Variation in the gut microbiota of laboratory mice is related to both genetic and environmental factors

Abstract

During recent years, the composition of the gut microbiota (GM) has received increasing attention as a factor in the development of experimental inflammatory disease in animal models. Because increased variation in the GM might lead to increased variation in disease parameters, determining and reducing GM variation between laboratory animals may provide more consistent models. Both genetic and environmental aspects influence the composition of the GM and may vary between laboratory animal breeding centers and within an individual breeding center.

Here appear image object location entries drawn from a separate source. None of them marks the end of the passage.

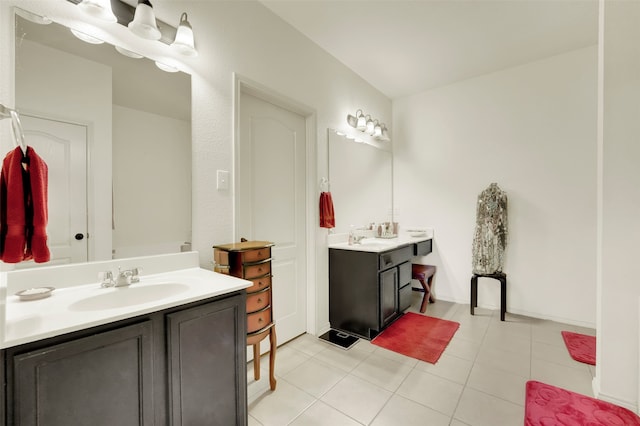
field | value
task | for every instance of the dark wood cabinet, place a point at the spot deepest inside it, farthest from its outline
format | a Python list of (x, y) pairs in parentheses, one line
[(204, 381), (99, 380), (180, 366), (368, 290)]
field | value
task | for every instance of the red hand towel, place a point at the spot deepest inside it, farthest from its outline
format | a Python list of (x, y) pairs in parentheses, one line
[(327, 216), (22, 237)]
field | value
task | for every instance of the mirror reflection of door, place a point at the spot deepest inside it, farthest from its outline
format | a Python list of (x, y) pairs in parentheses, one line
[(63, 146)]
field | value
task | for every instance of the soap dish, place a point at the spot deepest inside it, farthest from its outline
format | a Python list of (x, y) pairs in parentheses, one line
[(35, 293)]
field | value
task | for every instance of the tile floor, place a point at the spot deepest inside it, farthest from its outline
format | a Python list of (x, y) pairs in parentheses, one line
[(479, 379)]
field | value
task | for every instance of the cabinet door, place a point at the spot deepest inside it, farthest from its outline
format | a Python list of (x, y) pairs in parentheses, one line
[(101, 380), (207, 364), (388, 296)]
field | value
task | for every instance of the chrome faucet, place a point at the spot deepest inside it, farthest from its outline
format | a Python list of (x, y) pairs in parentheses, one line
[(123, 279)]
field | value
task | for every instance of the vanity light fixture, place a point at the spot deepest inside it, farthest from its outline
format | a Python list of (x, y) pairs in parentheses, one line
[(144, 22), (377, 130), (166, 68), (128, 53), (35, 18), (86, 37), (184, 42), (370, 126), (99, 9)]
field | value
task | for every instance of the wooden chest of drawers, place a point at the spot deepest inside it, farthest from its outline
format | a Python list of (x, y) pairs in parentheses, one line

This study investigated the variation in cecal microbiota in 8-wk-old NMRI and C57BL/6 mice by using denaturing gradient gel electrophoresis to profile PCR-derived amplicons from bacterial 16S rRNA genes. Comparison of the cecal microbiotas revealed that the similarity index of the inbred C57BL/6Sca strain was 10% higher than that of the outbred Sca:NMRI stock. Comparing C57BL/6 mice from 2 vendors revealed significant differences in the microbial profile, whereas the profiles of C57BL/6Sca mice raised in separate rooms within the same breeding center were not significantly different. Furthermore, housing in individually ventilated cages did not lead to intercage variation. These results show that denaturing gradient gel electrophoresis is a simple tool that can be used to characterize the gut microbiota of mice. Including such characterizations in future quality-control programs may increase the reproducibility of mouse studies.

Figure 1.

Similarity indices from cluster analysis based on DGGE profiles representing the similarity in the composition of the cecum microbiota from Sca:NMRI and C57BL/6Sca mice. The similarity index for Sca:NMRI mice is 66.5% ± 6.8%; that for C57BL/6Sca mice is 77.8% ± 4.4%.

Figure 2.

Principal component analysis based on DGGE profiles of 16S rRNA gene-derived amplicons of cecal samples collected from C57BL/6Sca mice housed in IVC. Each cage is marked with a different color; mice from the same cage have the same colored dots. Yellow and red dots represent female mice, and green and blue dots represent male mice.

Figure 3.

Dendrogram based on DGGE profiles representing 16S rRNA gene-derived amplicons of cecal samples collected from C57BL/6Sca mice originating from 2 breeding rooms (R1 and R2) at the same laboratory animal vendor. Each figure within the groups indicates a sample from a single mouse (numbered from 1 to 15). The scale bar represents the similarity index as a percentage (100 indicates complete similarity and 0 complete dissimilarity). The overall similarity index is 83.7% ± 3.8%. The similarity index for room 1 is 86.0% ± 3.2%; that for room 2 is 84.4% ± 3.4%.

Figure 4.

Principal component analysis based on DGGE profiles of 16S rRNA gene-derived amplicons of cecal samples collected from C57BL/6 mice. (A) C57BL/6Sca mice originating from 2 breeding rooms within the same laboratory animal vendor. The 2 rooms are marked with circles and squares. (B) C57BL/6 mice originating from 2 different laboratory animal vendors. The 2 breeders are marked with circles and squares.

Figure 5.

Dendrogram based on DGGE profiles representing 16S rRNA gene-derived amplicons of cecal samples collected from C57BL6 mice originating from 2 breeding centers (B1 and B2). Each figure within the groups indicates a sample from a single mouse (numbered from 1 to 16). The scale bar represents the similarity index as a percentage (an index of 100% indicates complete similarity). The overall similarity is 75.6% ± 4.6%; that for animals from B1 is 82.8% ± 3.1%, that for B2 is 82.5.0% ± 4.2%.